Tampoco es signo de sana laicidad negar a la comunidad cristiana, y a quienes la representan legítimamente, el derecho de pronunciarse sobre los problemas morales que hoy interpelan la conciencia de todos los seres humanos, en particular de los legisladores y de los juristas. En efecto, no se trata de injerencia indebida de la Iglesia en la actividad legislativa, propia y exclusiva del Estado, sino de la afirmación y de la defensa de los grandes valores que dan sentido a la vida de la persona y salvaguardan su dignidad. Estos valores, antes de ser cristianos, son humanos; por eso ante ellos no puede quedar indiferente y silenciosa la Iglesia, que tiene el deber de proclamar con firmeza la verdad sobre el hombre y sobre su destino”, expreso el Papa.
En otro mensaje de Benedicto XVI, que envió al presidente del Senado italiano, Marcello Pera: …parece legítima y provechosa una sana laicidad del Estado, en virtud de la cual las realidades temporales se rigen según normas que les son propias, a las que pertenecen también esas instancias éticas que tienen su fundamento en la existencia misma del hombre. …Un Estado sanamente laico (…) tendrá que dejar lógicamente espacio en su legislación a esta dimensión fundamental del espíritu humano. Se trata, en realidad, de una “laicidad positiva”, que garantice a cada ciudadano el derecho de vivir su propia fe religiosa con auténtica libertad, incluso en el ámbito público.
Conclusiones
La práctica religiosa se expresa de manera individual y asociada, pública o privada, y es un derecho fundamental, como lo indica la Declaración Universal de los Derechos Humanos, en su artículo 18, así como otros pactos y acuerdos internacionales que México ha suscrito.
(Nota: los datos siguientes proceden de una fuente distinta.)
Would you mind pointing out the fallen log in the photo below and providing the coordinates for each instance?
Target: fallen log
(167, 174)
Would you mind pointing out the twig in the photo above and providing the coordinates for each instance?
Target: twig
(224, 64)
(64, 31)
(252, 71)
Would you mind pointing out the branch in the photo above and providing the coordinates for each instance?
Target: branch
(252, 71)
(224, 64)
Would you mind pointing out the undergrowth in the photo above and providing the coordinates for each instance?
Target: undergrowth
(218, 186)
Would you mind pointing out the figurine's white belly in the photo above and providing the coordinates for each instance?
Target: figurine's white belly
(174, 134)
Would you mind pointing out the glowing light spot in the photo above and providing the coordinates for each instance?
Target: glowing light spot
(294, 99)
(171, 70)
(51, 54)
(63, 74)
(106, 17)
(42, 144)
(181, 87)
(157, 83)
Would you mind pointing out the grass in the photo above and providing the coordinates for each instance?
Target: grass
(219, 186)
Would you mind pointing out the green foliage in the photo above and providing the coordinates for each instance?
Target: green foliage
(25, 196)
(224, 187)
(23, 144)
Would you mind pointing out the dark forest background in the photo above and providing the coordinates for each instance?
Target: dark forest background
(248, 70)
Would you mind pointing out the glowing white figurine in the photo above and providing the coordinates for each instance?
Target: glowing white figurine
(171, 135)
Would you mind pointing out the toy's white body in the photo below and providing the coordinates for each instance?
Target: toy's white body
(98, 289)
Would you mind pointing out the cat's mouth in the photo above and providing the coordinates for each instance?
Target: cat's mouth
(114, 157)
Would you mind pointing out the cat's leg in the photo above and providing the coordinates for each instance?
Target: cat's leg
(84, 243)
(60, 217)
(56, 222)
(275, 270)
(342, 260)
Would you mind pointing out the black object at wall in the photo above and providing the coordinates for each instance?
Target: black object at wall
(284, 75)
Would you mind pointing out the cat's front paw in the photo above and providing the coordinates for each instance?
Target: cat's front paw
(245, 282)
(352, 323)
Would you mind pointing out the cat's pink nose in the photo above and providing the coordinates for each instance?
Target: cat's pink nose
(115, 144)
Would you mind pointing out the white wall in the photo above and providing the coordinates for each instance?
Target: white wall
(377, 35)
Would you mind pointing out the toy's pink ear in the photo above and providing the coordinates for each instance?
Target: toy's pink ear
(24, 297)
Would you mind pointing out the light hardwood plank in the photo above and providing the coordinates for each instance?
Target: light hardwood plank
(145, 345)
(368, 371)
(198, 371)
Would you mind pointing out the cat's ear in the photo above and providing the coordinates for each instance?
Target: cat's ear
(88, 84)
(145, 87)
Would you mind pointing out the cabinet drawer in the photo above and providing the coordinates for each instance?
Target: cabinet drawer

La Iglesia reconoce y promueve el derecho a la libertad religiosa y está en contra de “toda forma de discriminación de los derechos fundamentales de la persona” (GS 29). Para evitar el peligro de discriminación, es oportuno realizar de forma permanente una revisión sobre las características de un Estado laico garante de todos los derechos humanos. Esto pasa necesariamente por distinguir entre laicismo y laicidad del Estado y así evitar malas interpretaciones o reduccionismos que comprometen, por ejemplo, el ejercicio de la libertad religiosa.
Hoy más que nunca urge, que en México re-encontrarnos un nuevo escenario en el que no existan fáciles reduccionismos sino que prevalezca la apertura y el respeto del derecho a la libertad de conciencia, sobre todo en materia religiosa, que radica principalmente en la afirmación positiva de que la dimensión religiosa de la existencia pueda y deba manifestarse en todo ámbito de la vida privada y pública, con el único límite del derecho de terceros. Cuando un Estado promueve la libertad religiosa y, simultáneamente, se mantiene al margen de imponer cualquier forma de religiosidad o de irreligiosidad en su sociedad, se constituye como auténtico Estado laico.